The work can be due to the system’s volume changing at constant pressure, plus ‘other’ work ${W_{other}}$ (such as electrical work). If the system’s volume changes by ${\Delta V}$, the work done on the system is ${-P\Delta V}$ (negative, because if the system expands, ${\Delta V>0}$ and the system is doing work on the surroundings, which is equivalent to negative work being done on the system; keeping these signs straight can be confusing!). That is

$\displaystyle W=-P\Delta V+W_{other} \ \ \ \ \ (4)$

The work done by expansion thus cancels out of ${\Delta G}$ and we’re left with

$\displaystyle \Delta G=Q-T\Delta S+W_{other} \ \ \ \ \ (5)$

In a reversible isothermal process, ${\Delta S=Q/T}$ so in that case

$\displaystyle \Delta G=W_{other} \ \ \ \ \ (6)$

so that ${\Delta G}$ gives a direct measure of how much ‘other’ work must be provided to construct the system (or, in the reverse process, can be extracted from the system). In an irreversible process, ${\Delta S>Q/T}$ so, more generally,

$\displaystyle \Delta G\le W_{other} \ \ \ \ \ (7)$

Another way of looking at it is as follows. Suppose we construct a system via an irreversible process by providing an amount of heat ${Q}$ and work ${W}$, giving it an energy of ${\Delta U=Q_{in}+W_{in}}$. Since the process is irreversible, the amount of entropy transferred into the system is ${S_{in}>Q_{in}/T}$. Since the second law requires entropy never to decrease, if we dismantle the system, at least this amount of entropy must be dumped into the environment. If this is done by means of a transfer of amount ${Q_{out}}$ of heat, so that ${S_{out}=S_{in}=Q_{out}/T}$, then the amount of heat transferred out is ${Q_{out}=TS_{in}>Q_{in}}$. Therefore, the amount of energy left that is available for work ${W_{out}}$ must be less than ${W_{in}}$ (by conservation of energy): ${W_{out}. Since the ${P\Delta V}$ terms are equal and opposite in the creation and destruction of the system, the amount of work that can be extracted from the system must be less than ${W_{other}}$. This amount of available work is what ${\Delta G}$ represents.

In other words, ${\Delta G}$ gives the maximum amount of energy that can be extracted as non-expansion work from a system. The ‘non-expansion’ condition is important, because ${W_{other}}$ specifically excludes the ${P\Delta V}$ term as we’ve seen above.

Example 1 As an example, consider the lead-acid battery used in most cars.
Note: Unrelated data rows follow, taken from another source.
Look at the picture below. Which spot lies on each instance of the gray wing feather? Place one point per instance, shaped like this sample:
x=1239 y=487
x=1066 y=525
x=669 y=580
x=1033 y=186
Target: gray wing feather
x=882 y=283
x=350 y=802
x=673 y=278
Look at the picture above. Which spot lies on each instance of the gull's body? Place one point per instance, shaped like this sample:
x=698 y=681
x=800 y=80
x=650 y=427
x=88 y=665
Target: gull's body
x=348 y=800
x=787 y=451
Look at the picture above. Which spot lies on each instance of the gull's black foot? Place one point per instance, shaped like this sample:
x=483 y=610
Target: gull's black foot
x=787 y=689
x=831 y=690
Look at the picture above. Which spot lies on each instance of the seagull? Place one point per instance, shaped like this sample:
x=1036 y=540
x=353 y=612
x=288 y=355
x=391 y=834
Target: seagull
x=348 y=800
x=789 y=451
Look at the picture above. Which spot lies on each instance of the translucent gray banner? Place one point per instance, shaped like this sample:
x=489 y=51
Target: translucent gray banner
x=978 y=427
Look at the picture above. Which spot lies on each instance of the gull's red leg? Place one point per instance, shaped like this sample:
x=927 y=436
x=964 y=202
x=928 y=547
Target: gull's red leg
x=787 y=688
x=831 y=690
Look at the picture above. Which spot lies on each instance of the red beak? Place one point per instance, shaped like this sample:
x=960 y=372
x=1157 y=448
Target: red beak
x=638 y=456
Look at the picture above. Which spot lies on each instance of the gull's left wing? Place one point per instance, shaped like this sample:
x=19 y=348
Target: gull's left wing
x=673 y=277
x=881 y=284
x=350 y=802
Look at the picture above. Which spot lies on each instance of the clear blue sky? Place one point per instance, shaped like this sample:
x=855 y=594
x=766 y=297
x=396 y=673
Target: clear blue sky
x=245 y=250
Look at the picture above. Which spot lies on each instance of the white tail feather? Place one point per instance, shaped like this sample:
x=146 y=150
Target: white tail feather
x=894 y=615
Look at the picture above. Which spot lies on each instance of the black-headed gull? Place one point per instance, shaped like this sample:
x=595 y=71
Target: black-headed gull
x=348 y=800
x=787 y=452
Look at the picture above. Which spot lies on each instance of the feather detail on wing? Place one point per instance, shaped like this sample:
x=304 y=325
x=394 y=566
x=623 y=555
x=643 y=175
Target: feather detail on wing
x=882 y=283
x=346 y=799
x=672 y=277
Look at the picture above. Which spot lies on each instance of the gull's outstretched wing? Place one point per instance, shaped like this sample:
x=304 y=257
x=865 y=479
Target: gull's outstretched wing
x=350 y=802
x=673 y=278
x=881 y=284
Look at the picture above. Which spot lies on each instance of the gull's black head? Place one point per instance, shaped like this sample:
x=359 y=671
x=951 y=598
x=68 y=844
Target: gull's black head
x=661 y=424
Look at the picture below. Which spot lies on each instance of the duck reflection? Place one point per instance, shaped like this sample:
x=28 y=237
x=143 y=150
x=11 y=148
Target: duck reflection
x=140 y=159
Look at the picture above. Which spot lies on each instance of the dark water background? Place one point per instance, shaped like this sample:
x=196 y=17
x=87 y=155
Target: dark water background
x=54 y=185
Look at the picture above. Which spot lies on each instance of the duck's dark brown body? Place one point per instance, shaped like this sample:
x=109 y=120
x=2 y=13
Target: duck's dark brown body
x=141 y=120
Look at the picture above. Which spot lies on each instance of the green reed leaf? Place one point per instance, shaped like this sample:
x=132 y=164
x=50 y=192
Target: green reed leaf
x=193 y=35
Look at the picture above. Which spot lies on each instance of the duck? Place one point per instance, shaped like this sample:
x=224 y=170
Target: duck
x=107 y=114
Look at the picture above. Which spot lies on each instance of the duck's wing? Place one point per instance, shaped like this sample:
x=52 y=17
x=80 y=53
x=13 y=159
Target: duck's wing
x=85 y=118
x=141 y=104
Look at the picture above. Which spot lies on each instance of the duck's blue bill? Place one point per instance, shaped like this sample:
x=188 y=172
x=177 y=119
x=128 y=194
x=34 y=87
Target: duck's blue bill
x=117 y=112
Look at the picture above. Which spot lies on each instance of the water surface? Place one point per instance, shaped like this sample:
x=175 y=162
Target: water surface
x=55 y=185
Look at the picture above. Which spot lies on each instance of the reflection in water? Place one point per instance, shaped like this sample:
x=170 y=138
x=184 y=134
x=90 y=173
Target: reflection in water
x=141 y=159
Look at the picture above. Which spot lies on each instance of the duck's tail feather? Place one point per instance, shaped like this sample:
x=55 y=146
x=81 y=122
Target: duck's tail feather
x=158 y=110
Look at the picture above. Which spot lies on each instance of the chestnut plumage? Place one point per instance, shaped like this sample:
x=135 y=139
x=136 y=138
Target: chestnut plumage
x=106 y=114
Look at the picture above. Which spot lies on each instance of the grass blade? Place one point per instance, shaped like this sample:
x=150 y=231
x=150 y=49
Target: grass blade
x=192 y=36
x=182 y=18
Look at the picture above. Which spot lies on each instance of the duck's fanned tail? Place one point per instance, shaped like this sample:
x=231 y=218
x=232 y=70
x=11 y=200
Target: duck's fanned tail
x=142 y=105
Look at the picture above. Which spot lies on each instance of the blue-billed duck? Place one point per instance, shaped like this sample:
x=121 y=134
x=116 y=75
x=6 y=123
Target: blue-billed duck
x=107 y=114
The battery works by means of the chemical reaction

$\displaystyle \mbox{Pb}+\mbox{PbO}_{2}+4\mbox{H}^{+}+2\mbox{SO}_{4}^{2-}\rightarrow2\mbox{PbSO}_{4}+2\mbox{H}_{2}\mbox{O} \ \ \ \ \ (8)$

Looking up the ${\Delta G}$ and ${\Delta H}$ values in Schroeder’s book, we have (all values for 1 mole at 298 K and 1 bar):

 ${\Delta G}$ (kJ) ${\Delta H}$ (kJ) ${\mbox{Pb}}$ 0 0 ${\mbox{PbO}_{2}}$ ${-217.33}$ ${-277.4}$ ${\mbox{H}^{+}}$ 0 0 ${\mbox{SO}_{4}^{2-}}$ ${-744.53}$ ${-909.27}$ ${\mbox{PbSO}_{4}}$ ${-813.0}$ ${-920.0}$ ${\mbox{H}_{2}\mbox{O}}$ ${-237.13}$ ${-285.83}$

The ${\Delta G}$ for the reaction is the sum of the values for the products minus the sum for the reactants:

$\displaystyle \Delta G=\left(-2\times813.0-2\times237.13\right)-\left(0-217.33+4\times0-2\times744.53\right)=-393.87\mbox{ kJ mol}^{-1} \ \ \ \ \ (9)$

The value is per mole of lead atoms.

A negative ${\Delta G}$ means that the energy of the products is lower than that of the reactants, so the tendency is for the reaction to ‘run downhill’, that is, it will occur spontaneously in the direction shown.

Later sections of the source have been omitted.